The report detailed by Hoskins, Greer and his fellow workers Monday night paints a different picture.

Greer, speaking to the Tribune after the news conference, said he and other workers were doing maintenance work on the cemetery's pumping station, which pumps water through the cemetery, when they noticed someone was in the Des Plaines River. They approached to see if the man needed help, but then heard voices telling them to leave the man alone, Greer recalled. The workers left, but a few minutes later saw ICE agents approach them and ask them to go into the cemetery grounds, Greer said.

Concordia Cemetery employees Danny Greer (from left), Cordell Walls and Darren Eichler attend a press conference in Forest Park on October 13, 2025, after they were detained for several hours and subjected to physical force by federal agents while on private property. (Terrence Antonio James/Chicago Tribune)
Concordia Cemetery employees Danny Greer (from left), Cordell Walls and Darren Eichler attend a press conference in Forest Park on October 13, 2025, after they were detained for several hours and subjected to physical force by federal agents while on private property. (Terrence Antonio James/Chicago Tribune)

Video of the meeting was purchased and published by WGN-TV. Last week, agents were briefly shown approaching the cemetery gates, requesting access, and then using what appeared to be wire cutters to force their way inside. The video then shows agents releasing what appear to be pepper balls and asking cemetery workers to “get down on the ground.”

Greer said that after agents walked through the gate, he was knocked to the ground and pepper-sprayed.

“My face felt like someone had poured lighter fluid into it and set me on fire,” he said.
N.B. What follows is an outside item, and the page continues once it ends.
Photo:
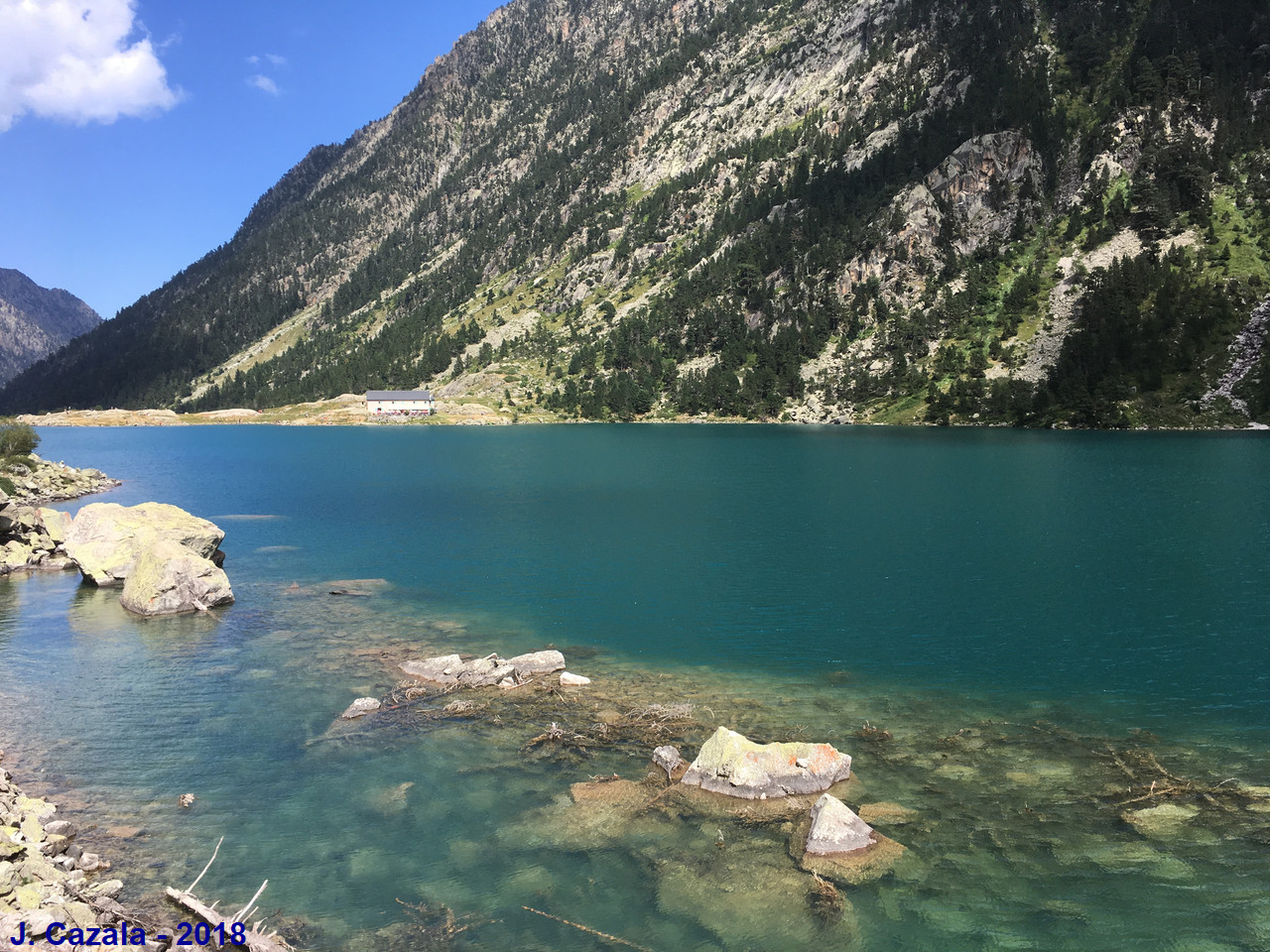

After that, according to Greer, the agents tied his hands behind his back and sat him against the wall of the pumping station. After about an hour and a half of waiting, Greer and two other detained cemetery workers were taken to the local Homeland Security Investigations office in Lombardy. The fourth worker arrested was taken to Rush Oak Park Hospital for treatment, Hoskins said.

In a statement to the Tribune last week, a Rush spokesman confirmed that ICE agents were on the Oak Park campus with a detainee who required medical attention.

Greer said he and two other workers taken to Lombard waited another two hours in private cells before being released without charges.

“I asked them repeatedly what I was accused of and they said they needed to talk to their boss,” Greer said.

Since then, he sleeps on average three to four hours a day.

“If this happens to me, a US citizen, what do they do to other people?” – he said.

Hoskins said Forest Park will provide awareness-of-rights training to the broader community following last week's incident.

Darren Eichler, one of the other cemetery workers present Monday, declined further comment after the news conference. But in a text message to the Tribune, Eichler described the encounter in a poem.

“In the midst of a trembling change of power, when my hands could not rise in defense, and the law, in theory, should have stood up for me, a scorching rain began to fall,” he wrote. “Born from oil, it stuck to my skin, slippery and stinging, plunging me into disbelief.

“Then there was a chorus of sharp fire, every shot felt pain, every breath tasted vinegar and fear.”

The Tribune's Jason Meisner and Caroline Kubzanski contributed reporting.